Fragments
A public notebook. Thoughts, not essays.
Unpolished by design. Written when something is worth saying, not on a schedule.
On details nobody notices
Mar 13, 2026
craftdesign
The grain on this website took three hours to get right. Nobody will notice it. That's exactly why it took three hours.
There's a specific opacity - around 4% - where texture stops being a design decision and starts being a physical property of the surface. Below that it's invisible. Above it, it's a filter. At 4% it just *is*.
Most design decisions don't have a right answer. Some do. Finding the ones that do is the whole job.
Slowness as a competitive advantage
Mar 13, 2026
buildingprocess
Everyone talks about shipping fast. Few people talk about the things that only emerge from going slow.
Candor took six months longer than it needed to because I kept redesigning the feed. But the question I was really asking - what does a social product look like without engagement mechanics - only became clear in month four.
If I'd shipped in month two I'd have shipped the wrong thing faster. Not sure that's winning.
The edge case that broke the graph
Mar 13, 2026
engineeringhealthcare
Fever + fatigue + headache activates about 40 nodes in Aushadham's symptom graph simultaneously.
That's the problem. Those three symptoms are shared by everything from the common cold to early-stage dengue. The graph has no way to know which branch to eliminate first without more information - so it asks everything and the user experience collapses.
The fix isn't more questions. It's an urgency layer that runs before the graph - a separate check that asks: is this a "see a doctor today" situation or a "let's figure this out" situation.
Simple. Took me three weeks to realize it.
Variable fonts are genuinely weird
Mar 13, 2026
designtypography
A variable font isn't multiple fonts. It's one font with axes - mathematical dimensions you can move through continuously.

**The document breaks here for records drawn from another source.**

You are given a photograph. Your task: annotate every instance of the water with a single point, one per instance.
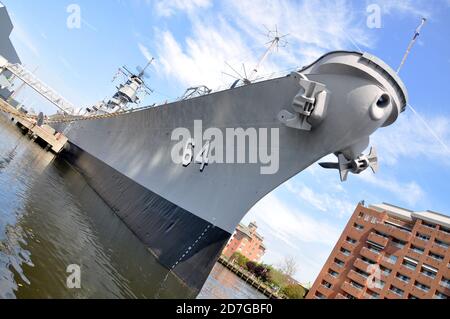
(50, 219)
(223, 284)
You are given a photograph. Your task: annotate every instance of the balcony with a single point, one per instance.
(436, 263)
(393, 295)
(360, 279)
(407, 271)
(332, 280)
(416, 241)
(360, 264)
(426, 230)
(397, 282)
(325, 291)
(443, 236)
(349, 246)
(414, 254)
(427, 280)
(377, 239)
(343, 257)
(340, 296)
(394, 232)
(348, 288)
(438, 249)
(366, 252)
(419, 293)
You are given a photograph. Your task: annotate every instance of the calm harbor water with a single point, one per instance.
(50, 219)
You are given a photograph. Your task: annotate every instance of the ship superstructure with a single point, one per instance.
(184, 194)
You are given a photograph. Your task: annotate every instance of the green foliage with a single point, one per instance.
(240, 259)
(277, 278)
(294, 291)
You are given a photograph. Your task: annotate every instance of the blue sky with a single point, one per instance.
(191, 41)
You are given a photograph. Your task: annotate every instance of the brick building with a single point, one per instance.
(388, 252)
(246, 241)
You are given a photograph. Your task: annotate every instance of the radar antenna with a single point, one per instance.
(275, 42)
(411, 44)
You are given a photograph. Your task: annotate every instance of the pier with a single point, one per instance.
(44, 134)
(250, 279)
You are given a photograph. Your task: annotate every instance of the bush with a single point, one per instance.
(294, 291)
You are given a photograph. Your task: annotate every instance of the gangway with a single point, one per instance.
(37, 85)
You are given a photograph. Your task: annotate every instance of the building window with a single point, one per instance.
(319, 295)
(326, 284)
(362, 273)
(398, 243)
(397, 291)
(429, 271)
(339, 262)
(385, 271)
(429, 225)
(349, 296)
(356, 285)
(417, 249)
(374, 248)
(333, 273)
(403, 277)
(436, 256)
(409, 263)
(368, 261)
(441, 243)
(372, 295)
(423, 236)
(445, 282)
(421, 286)
(381, 234)
(440, 295)
(402, 228)
(391, 259)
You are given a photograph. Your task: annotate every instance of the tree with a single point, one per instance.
(294, 291)
(262, 272)
(289, 266)
(277, 278)
(251, 266)
(240, 259)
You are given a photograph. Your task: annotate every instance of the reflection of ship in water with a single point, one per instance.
(51, 218)
(185, 214)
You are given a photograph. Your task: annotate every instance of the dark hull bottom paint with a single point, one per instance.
(181, 241)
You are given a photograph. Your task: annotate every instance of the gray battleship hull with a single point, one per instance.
(186, 215)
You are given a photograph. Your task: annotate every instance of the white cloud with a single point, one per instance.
(22, 35)
(333, 201)
(167, 8)
(231, 35)
(410, 139)
(405, 7)
(409, 192)
(291, 225)
(200, 60)
(145, 51)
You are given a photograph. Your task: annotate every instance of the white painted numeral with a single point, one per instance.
(202, 156)
(188, 153)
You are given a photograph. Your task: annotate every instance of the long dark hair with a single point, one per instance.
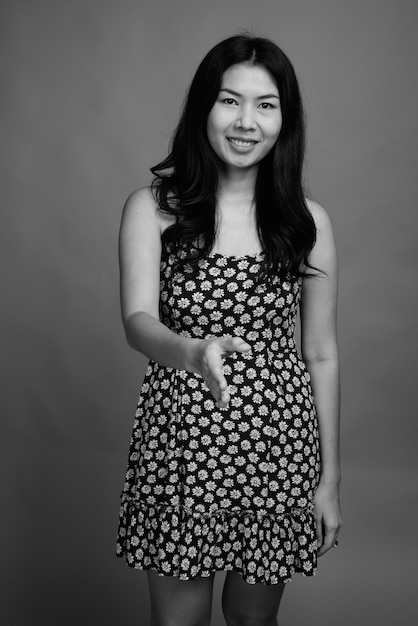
(185, 183)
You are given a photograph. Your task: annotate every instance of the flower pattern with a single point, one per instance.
(211, 489)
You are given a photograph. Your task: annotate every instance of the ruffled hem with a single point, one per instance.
(261, 547)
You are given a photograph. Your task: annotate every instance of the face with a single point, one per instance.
(245, 121)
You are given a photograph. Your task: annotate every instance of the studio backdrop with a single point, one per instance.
(91, 91)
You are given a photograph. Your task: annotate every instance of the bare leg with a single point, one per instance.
(250, 605)
(177, 602)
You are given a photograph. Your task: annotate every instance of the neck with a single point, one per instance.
(237, 183)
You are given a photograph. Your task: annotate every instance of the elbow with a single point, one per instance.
(135, 326)
(321, 356)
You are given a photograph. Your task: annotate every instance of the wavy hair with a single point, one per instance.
(185, 182)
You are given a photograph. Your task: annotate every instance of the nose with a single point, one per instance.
(246, 118)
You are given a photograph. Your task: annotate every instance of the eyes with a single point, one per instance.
(263, 105)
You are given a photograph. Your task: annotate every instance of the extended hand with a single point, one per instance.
(207, 361)
(327, 516)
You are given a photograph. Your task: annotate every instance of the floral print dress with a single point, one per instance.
(211, 489)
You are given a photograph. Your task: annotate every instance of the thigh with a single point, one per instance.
(177, 602)
(250, 604)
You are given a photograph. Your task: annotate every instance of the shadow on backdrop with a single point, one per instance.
(91, 93)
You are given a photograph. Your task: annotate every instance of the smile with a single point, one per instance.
(242, 143)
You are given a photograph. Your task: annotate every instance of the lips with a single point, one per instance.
(242, 143)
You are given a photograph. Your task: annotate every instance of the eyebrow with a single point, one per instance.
(235, 93)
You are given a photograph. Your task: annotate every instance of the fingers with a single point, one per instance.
(233, 344)
(211, 369)
(327, 537)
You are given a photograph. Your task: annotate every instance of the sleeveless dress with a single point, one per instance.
(211, 489)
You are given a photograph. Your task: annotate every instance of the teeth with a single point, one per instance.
(243, 144)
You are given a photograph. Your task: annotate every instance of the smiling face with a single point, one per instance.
(245, 121)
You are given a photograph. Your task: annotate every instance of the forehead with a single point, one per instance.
(247, 77)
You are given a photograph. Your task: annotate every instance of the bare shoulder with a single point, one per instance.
(319, 214)
(323, 254)
(142, 206)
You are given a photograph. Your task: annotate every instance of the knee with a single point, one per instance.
(234, 617)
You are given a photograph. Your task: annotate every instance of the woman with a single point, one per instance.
(234, 461)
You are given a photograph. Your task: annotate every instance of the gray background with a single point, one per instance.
(90, 94)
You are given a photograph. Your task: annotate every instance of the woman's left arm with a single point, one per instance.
(320, 353)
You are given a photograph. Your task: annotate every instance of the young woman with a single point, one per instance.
(234, 461)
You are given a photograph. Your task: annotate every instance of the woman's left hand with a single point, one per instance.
(327, 516)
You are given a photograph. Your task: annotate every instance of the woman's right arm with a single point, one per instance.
(139, 259)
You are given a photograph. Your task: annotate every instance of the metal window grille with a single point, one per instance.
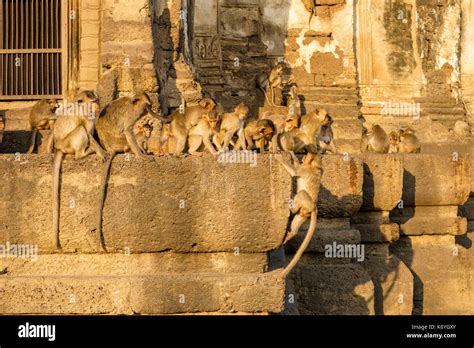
(32, 37)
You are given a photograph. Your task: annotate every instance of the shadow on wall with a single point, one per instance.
(403, 248)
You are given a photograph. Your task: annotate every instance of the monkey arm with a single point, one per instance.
(50, 142)
(208, 145)
(94, 145)
(289, 168)
(216, 141)
(132, 142)
(32, 141)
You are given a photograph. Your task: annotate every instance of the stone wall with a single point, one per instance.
(174, 229)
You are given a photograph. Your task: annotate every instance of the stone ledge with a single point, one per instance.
(142, 211)
(157, 294)
(137, 264)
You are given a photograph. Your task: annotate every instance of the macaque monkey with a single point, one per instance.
(461, 129)
(73, 135)
(257, 133)
(143, 136)
(374, 140)
(203, 132)
(305, 137)
(283, 124)
(115, 129)
(408, 141)
(394, 140)
(325, 138)
(310, 5)
(275, 80)
(293, 99)
(231, 124)
(183, 120)
(308, 178)
(42, 117)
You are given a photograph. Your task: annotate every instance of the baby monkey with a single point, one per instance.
(203, 132)
(405, 141)
(41, 117)
(231, 124)
(325, 138)
(308, 178)
(143, 136)
(374, 140)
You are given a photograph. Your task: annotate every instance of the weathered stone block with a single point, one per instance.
(383, 180)
(150, 294)
(443, 274)
(186, 204)
(343, 289)
(393, 285)
(435, 180)
(341, 187)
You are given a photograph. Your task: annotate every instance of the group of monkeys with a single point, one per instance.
(195, 128)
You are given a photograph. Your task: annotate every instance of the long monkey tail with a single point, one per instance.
(303, 246)
(102, 193)
(58, 159)
(266, 96)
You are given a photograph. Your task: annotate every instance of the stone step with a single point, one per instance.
(181, 218)
(330, 98)
(335, 110)
(323, 237)
(328, 90)
(120, 264)
(129, 293)
(17, 119)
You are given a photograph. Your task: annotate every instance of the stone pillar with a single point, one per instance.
(433, 189)
(393, 282)
(326, 282)
(89, 62)
(467, 55)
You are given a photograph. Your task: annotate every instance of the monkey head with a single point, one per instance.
(320, 114)
(291, 122)
(404, 131)
(89, 98)
(394, 138)
(266, 128)
(147, 130)
(141, 103)
(279, 67)
(212, 118)
(328, 120)
(53, 105)
(242, 111)
(312, 158)
(208, 104)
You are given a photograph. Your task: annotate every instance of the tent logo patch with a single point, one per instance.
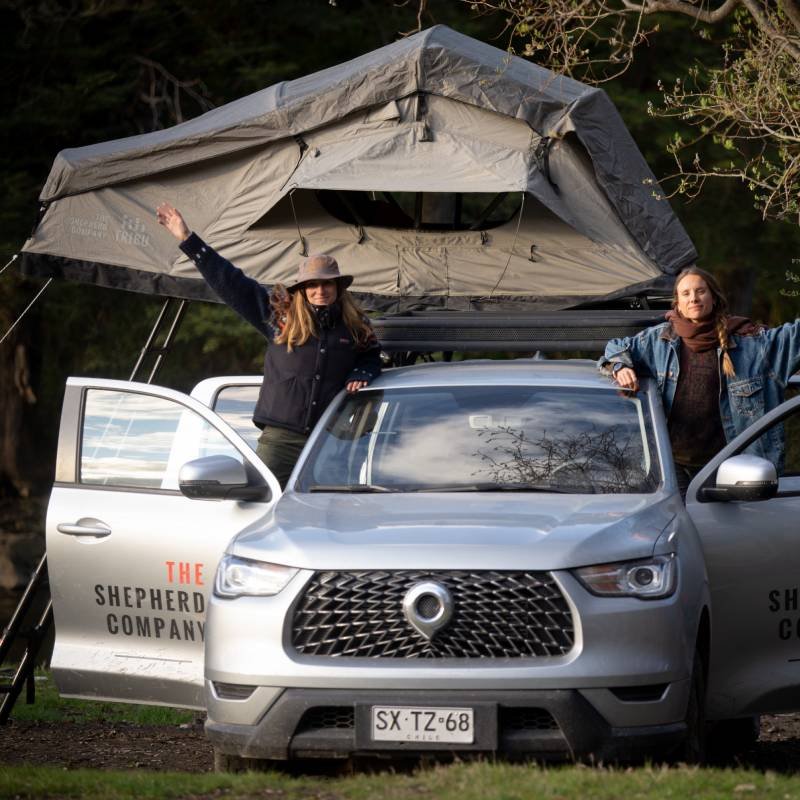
(96, 228)
(132, 231)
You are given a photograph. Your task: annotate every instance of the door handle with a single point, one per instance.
(84, 527)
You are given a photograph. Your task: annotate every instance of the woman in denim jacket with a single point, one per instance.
(717, 373)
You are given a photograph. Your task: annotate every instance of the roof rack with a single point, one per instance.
(486, 331)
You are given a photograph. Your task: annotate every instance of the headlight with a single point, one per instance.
(244, 576)
(649, 579)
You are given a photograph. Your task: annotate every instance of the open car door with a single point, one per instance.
(752, 552)
(132, 559)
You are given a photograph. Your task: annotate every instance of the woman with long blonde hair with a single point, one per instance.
(319, 341)
(717, 373)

Fraunces has a wght axis (300 to 900), an opsz axis (optical size), a SOFT axis (how rounded the letterforms are), and a WONK axis (enables specific alternate glyphs).
That's just strange and I like it.
Why stat decay is the right call
Mar 13, 2026
buildingdesign
Early testers hated the decay mechanic in SuperSoul. "Why does my character get worse when I'm busy?"

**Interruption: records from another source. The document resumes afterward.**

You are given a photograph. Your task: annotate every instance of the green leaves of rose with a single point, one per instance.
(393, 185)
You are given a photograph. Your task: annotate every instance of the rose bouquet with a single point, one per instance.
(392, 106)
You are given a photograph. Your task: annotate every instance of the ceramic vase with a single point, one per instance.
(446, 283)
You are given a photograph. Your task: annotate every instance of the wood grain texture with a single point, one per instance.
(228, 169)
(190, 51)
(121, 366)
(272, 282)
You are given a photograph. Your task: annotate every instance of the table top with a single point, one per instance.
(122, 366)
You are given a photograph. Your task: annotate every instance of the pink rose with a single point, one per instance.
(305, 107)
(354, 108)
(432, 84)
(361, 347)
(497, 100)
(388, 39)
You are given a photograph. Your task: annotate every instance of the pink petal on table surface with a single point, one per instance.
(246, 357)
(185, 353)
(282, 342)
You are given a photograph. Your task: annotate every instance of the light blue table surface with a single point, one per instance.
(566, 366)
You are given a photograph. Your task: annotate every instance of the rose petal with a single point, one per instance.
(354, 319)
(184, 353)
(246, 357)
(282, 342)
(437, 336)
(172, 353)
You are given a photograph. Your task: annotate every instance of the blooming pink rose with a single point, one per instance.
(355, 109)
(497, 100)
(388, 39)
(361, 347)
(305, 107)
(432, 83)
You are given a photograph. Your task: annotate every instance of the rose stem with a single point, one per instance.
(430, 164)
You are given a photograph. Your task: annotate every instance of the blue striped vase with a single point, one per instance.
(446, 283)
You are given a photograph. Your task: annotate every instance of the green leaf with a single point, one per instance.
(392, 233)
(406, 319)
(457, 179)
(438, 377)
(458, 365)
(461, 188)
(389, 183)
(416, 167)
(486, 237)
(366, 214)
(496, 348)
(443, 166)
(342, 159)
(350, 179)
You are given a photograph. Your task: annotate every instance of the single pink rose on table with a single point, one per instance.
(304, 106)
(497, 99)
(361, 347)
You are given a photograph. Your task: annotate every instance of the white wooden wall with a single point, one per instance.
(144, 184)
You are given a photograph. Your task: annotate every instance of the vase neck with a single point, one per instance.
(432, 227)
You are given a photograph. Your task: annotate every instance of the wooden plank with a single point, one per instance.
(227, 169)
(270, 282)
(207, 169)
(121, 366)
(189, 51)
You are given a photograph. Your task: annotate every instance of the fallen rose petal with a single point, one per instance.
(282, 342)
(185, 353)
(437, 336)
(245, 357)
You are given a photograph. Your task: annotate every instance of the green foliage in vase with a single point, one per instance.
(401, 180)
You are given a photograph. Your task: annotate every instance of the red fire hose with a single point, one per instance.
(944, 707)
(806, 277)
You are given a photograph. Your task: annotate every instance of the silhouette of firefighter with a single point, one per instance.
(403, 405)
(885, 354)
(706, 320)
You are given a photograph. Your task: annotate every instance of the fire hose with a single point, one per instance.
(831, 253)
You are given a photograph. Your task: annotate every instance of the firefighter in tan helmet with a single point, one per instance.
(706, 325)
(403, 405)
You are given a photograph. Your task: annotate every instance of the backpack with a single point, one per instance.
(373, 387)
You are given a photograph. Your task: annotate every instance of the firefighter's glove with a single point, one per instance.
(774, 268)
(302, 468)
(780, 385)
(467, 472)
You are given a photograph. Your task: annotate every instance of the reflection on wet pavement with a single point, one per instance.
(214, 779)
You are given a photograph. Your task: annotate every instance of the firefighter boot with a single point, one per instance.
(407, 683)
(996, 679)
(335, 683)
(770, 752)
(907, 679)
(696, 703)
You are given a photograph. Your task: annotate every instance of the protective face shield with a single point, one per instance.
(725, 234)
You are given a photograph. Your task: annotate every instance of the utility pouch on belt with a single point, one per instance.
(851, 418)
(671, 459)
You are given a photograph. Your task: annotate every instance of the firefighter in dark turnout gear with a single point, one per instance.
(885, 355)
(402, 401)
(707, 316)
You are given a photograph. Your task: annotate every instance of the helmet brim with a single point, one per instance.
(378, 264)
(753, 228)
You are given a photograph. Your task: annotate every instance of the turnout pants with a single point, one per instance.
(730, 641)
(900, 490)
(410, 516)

Because you actually do. You don't maintain peak fitness during exam week. The character reflects reality - it just makes the cost of neglect visible.
The complaint isn't really about decay. It's about stakes. Some people want progress tracking without consequences. That's a different product. Hence: Explorer mode.
The mechanic was right. The product just needed two modes.
More fragments as they form. No schedule, no promise.